The derivative thermogravimetric curves (DTG) are presented comparatively in Figure 7 for the pure substances (AMD, C888, and T) and in Figure 8 for the three AMD-SLNs (P1, P3, and P5) that resulted from the drug-loading process.
The main thermogravimetric characteristics are summarized below. The onset temperature of the mass loss processes (Tonset), the temperature at which the processes reached their maximum rate (Tpeak), the temperature at which those processes ended (Tendset), and the percentage of mass loss (Δw%) are shown in Table 4.
According to the data presented in Table 4, the thermal decomposition of AMD took place in four successive processes, with different percentages of mass loss starting at 167 °C. That value was slightly higher than that reported by other researchers (Tonset = 160 °C) who had studied the thermal decomposition of AMD under similar conditions, but with a different type of equipment [49]. Ledeti et al. [50] reported Tonset = 157 °C at the same heating rate but in the presence of air. The first process began just before the melting was completed, and it was consistent with data from a recent study published by Mhoumadi et al. [51], who applied the coupled TG-FTIR technique for the removal of water and 2-fluoroethanol. At higher temperatures, it continued with the elimination of triethylamine, hydrogen chloride, hydrogen iodide, etc. [52]. The most significant mass loss was found in the temperature range of 226–296 °C with a maximum at 268 °C. At 700 °C, a residue of 16.55% was collected at the end of the test. Yoshida et al. [53] reported a residual amount, 13%, at 750 °C for thermogravimetric curves recorded for AMD in nitrogen at a heating rate of 10 °C/min.
The degradation of glyceryl behenate (C888) took place in an inert atmosphere in three successive endothermic processes with peaks at 275, 383, and 512 °C. The amount of residue remaining at 700 °C was less than 1%. Passos et al. [52] reported a complete degradation of glyceryl behenate when the thermogravimetric curve was also recorded in a nitrogen atmosphere at a rate of 10 °C/min between 30 and 600 °C.
The analysis of the results indicates that up to 150 °C, the complete degradation of T took place through two successive processes, with an obvious peak at 108 °C. In the case of the P1, P3, and P5 AMD-SLNs, according to the DTG curves in Figure 8 and the data presented in Table 4, there was a shift of the peak from 73 °C to 93 °C and also an increase in the temperature from 114 °C to 134 °C, at which the mass loss was complete. It was found that, in the case of the three formulations, there was a quantity of residue between 2.49 and 5.14% at the end of the test, which could be associated with the presence of AMD.

3.8. Differential Scanning Calorimetry (DSC) Results

The DSC curves recorded for the AMD and C888 pure substances at a heating rate of 10 °C/min are presented comparatively in Figure 9. We recorded a melting peak for AMD at 156 °C and an exothermic peak at 171 °C, which indicated the onset of thermal decomposition.

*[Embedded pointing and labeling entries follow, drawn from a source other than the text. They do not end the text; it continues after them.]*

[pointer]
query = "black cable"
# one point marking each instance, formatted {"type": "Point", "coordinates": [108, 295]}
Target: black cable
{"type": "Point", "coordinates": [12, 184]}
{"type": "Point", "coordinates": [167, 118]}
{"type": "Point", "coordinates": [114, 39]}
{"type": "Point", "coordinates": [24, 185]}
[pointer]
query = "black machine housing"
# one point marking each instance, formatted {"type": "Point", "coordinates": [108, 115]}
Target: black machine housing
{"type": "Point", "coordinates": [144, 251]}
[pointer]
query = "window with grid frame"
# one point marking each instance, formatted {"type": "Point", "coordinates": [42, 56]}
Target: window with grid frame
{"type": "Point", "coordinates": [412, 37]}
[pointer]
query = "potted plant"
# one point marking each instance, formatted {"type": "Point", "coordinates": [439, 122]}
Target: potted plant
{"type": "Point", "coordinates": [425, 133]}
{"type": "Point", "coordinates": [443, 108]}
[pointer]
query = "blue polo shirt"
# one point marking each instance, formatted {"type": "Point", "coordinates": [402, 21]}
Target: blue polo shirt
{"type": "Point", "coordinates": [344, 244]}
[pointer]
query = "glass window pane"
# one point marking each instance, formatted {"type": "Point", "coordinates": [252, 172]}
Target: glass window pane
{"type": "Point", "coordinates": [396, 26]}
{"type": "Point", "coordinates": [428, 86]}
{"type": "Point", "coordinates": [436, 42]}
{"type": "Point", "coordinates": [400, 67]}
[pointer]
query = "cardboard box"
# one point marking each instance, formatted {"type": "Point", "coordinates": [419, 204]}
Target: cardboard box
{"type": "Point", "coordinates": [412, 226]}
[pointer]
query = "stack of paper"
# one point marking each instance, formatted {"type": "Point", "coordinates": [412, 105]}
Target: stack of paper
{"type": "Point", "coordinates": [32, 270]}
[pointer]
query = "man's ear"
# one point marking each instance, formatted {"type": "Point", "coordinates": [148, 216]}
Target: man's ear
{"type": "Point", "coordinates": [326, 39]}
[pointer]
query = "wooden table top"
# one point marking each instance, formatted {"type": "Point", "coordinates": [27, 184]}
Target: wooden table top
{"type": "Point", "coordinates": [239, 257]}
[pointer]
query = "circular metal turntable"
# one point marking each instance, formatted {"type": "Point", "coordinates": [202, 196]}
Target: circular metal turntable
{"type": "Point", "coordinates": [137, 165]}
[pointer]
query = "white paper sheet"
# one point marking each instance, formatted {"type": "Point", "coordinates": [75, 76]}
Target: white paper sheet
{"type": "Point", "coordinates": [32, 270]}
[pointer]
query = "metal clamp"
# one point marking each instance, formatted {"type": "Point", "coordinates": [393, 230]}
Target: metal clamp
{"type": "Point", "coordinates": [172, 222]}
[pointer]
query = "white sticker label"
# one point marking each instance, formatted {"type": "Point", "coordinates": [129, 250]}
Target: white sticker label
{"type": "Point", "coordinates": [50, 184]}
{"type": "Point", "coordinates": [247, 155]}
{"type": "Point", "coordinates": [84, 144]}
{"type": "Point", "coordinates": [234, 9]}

Those results were in agreement with reports from the literature [49,52,54,55]. The peaks and enthalpy variations recorded at a heating rate of 10 °C/min are shown comparatively in Table 5. The melting enthalpy obtained was 70.57 J/g, while Ledeti et al. [50] reported a melting enthalpy of 65.4 J/g for AMD recorded under the same conditions, namely a nitrogen atmosphere and heating rate of 10 °C/min. The DSC curves recorded for C888 showed two endothermic peaks. The most prominent peak was at 72 °C, with a melting enthalpy of 120.52 J/g. Chaiya et al. [55] reported a melting peak of 75.3 °C for C888 and an enthalpy of 117.4 J/g for DSC curves recorded under the same conditions.
The DSC curves recorded at a heating rate of 10 °C/min for P1, P2, and P3 AMD-SLNs are shown comparatively in Figure 10, and the characteristic parameters are presented in Table 5. Wide peaks were identified at around 100 °C, along with a series of peaks at temperatures ranging from 141 °C to 154 °C that could be associated with the presence of AMD in formulations. Some of our DSC results are in accordance with those found in the literature. The authors of [56] investigated the stability of different lipid excipients, including Compritol 888, in SLNs and found that the lattice arrangement of Compritol 888 ATO crystals generally comprised small amounts of the unstable polymorphic form that disappeared after thermal stress.
As highlighted in this study and also reported in the literature [49,51,52,55,57], if the heating rates in the DSC analysis were not high enough, AMD began to degrade before the melting process was completed. Mhoumadi et al. [51] recently proposed to remove that shortcoming by increasing the heating rate. When the heating rate was increased from 10 to 60 °C/min, the degradation occurred immediately after the melting process. Figure 11 shows the results obtained when we increased the heating rate for AMD-SLNs to 50 °C/min. The peaks indicating the presence of AMD shifted to higher temperatures between 179 °C and 190 °C, and the degradation processes occurred at higher temperatures, after the melting process was complete.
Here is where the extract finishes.